Making information available to the user about their specific security risks is the first step in the journey to changing behavior. The next is helping the user envision the impact of those risks on themselves. Finally, you need to give users the means to improve, which is where training comes in.24 It may feel like throwing spaghetti at the wall to see what sticks, but sometimes that’s what is required to make it better.
275 incidents, 216 with confirmed data disclosure
Internal (100%), External (4%), Multiple (4%) (breaches)
Financial (78%), Grudge (9%), Espionage (8%), Convenience (6%) (breaches)
What is the same?
Most of the incidents in this pattern result in successful data breaches. These actors are still motivated by greed (financial gain), and are stealing Personal data because it is easy to monetize.
This pattern is almost entirely insiders using their access maliciously to cause breaches. While Financial is still the leading motive, Espionage, Convenience and just plain Grudges are still represented. Personal data remains the most common data type for these breaches, but Medical data continues to be sought.
The Best Laid Plans of Mice and Men
We get it. You’ve honed your hiring processes to a fine edge. You’re well prepared to ensure that you onboard only the most qualified people to join your organization. And yet, things somehow go wrong despite your best efforts. Privilege Misuse is the pattern where people use the legitimate access granted to them as employees to steal data. They use the legitimate access granted to them as employees to steal data. Often, they act alone, but they sometimes act in concert with others. Either way, you have a data breach and must deal with the fallout.
It's Not That Easy
Far and away the most common Action in this pattern is Privilege abuse. However, Data mishandling also shows up, albeit to a much lesser degree, and is typically associated with the motive of Convenience. Sometimes people do unsafe things to get around a security control designed to protect the data from exposure. While some controls may make it harder for people to get their jobs done, it is important to pair these controls with education to at least let people know the “why” behind the process. Regardless, offering a less laborious process that remains secure would be something to consider if your organization repeatedly suffers this kind of event.
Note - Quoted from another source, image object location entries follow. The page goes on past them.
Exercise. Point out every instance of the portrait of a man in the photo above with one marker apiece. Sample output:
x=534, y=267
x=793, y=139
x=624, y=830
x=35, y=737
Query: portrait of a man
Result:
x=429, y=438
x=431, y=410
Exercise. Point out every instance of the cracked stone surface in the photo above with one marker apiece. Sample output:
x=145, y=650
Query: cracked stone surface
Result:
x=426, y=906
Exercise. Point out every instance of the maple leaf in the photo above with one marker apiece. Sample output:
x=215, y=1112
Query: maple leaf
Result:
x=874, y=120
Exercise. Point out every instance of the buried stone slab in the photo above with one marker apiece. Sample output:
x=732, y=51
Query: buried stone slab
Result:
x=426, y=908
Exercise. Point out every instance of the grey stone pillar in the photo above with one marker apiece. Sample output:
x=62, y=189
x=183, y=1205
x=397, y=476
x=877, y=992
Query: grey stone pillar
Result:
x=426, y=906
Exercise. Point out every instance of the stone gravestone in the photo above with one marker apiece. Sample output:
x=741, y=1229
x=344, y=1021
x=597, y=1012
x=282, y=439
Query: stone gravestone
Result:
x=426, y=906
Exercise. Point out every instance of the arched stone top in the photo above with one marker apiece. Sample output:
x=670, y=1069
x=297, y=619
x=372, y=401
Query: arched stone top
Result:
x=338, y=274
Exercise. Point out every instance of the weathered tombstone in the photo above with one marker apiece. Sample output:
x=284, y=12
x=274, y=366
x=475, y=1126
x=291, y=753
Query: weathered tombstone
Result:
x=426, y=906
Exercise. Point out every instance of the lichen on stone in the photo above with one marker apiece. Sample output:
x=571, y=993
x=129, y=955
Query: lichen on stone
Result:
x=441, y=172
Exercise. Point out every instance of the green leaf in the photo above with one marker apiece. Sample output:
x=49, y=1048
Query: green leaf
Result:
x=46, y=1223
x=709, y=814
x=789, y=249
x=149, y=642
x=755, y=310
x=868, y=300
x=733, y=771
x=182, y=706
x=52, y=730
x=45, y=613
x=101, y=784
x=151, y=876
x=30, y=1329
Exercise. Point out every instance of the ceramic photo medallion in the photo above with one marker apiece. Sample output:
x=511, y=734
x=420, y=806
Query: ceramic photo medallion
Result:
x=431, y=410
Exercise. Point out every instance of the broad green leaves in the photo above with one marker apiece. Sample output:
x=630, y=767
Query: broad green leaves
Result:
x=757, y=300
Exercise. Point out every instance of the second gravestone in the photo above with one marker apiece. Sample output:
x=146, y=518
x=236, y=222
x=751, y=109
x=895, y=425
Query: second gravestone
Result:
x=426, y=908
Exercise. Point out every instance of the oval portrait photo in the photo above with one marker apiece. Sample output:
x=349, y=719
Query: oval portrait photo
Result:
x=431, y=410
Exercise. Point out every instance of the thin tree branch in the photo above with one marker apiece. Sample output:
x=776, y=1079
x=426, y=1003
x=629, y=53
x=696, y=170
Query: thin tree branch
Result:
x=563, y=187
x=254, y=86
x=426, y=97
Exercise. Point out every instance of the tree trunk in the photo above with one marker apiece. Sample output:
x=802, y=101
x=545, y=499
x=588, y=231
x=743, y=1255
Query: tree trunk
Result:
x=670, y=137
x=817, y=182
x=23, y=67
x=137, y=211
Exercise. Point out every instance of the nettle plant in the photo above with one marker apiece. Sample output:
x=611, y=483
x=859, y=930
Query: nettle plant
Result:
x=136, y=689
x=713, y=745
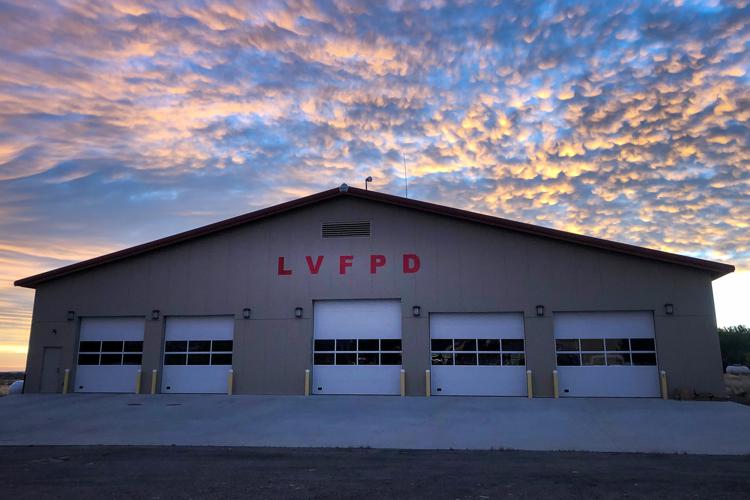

In this pattern the threat actor already has access to perform their day-to-day duties, therefore, we do not see Credentials as the data type affected. Instead, Personal data (whether of customers, employees, or even partners) is of the highest interest to those looking to capitalize on their access.
Medical data is still taken in 22% of breaches in this pattern. When you realize that the most common industry represented in this pattern is Healthcare, that makes sense. In fact, Healthcare has had an ongoing problem with internal actors accessing their data without a valid reason for a long time. And while it is no longer in the top tier of the patterns in Healthcare, it should not be discounted as a solved problem.
21 Read “guess”
22 Well, not sounds sounds. Well… You get the picture.
23 Yes, we spelled out ‘PC’. Look, we both know what a PC is, but the kids these days, with their mobile phones and metaverses. Who knows?!
24 And if you’re wondering about how, check out the “Changing Behavior” Appendix!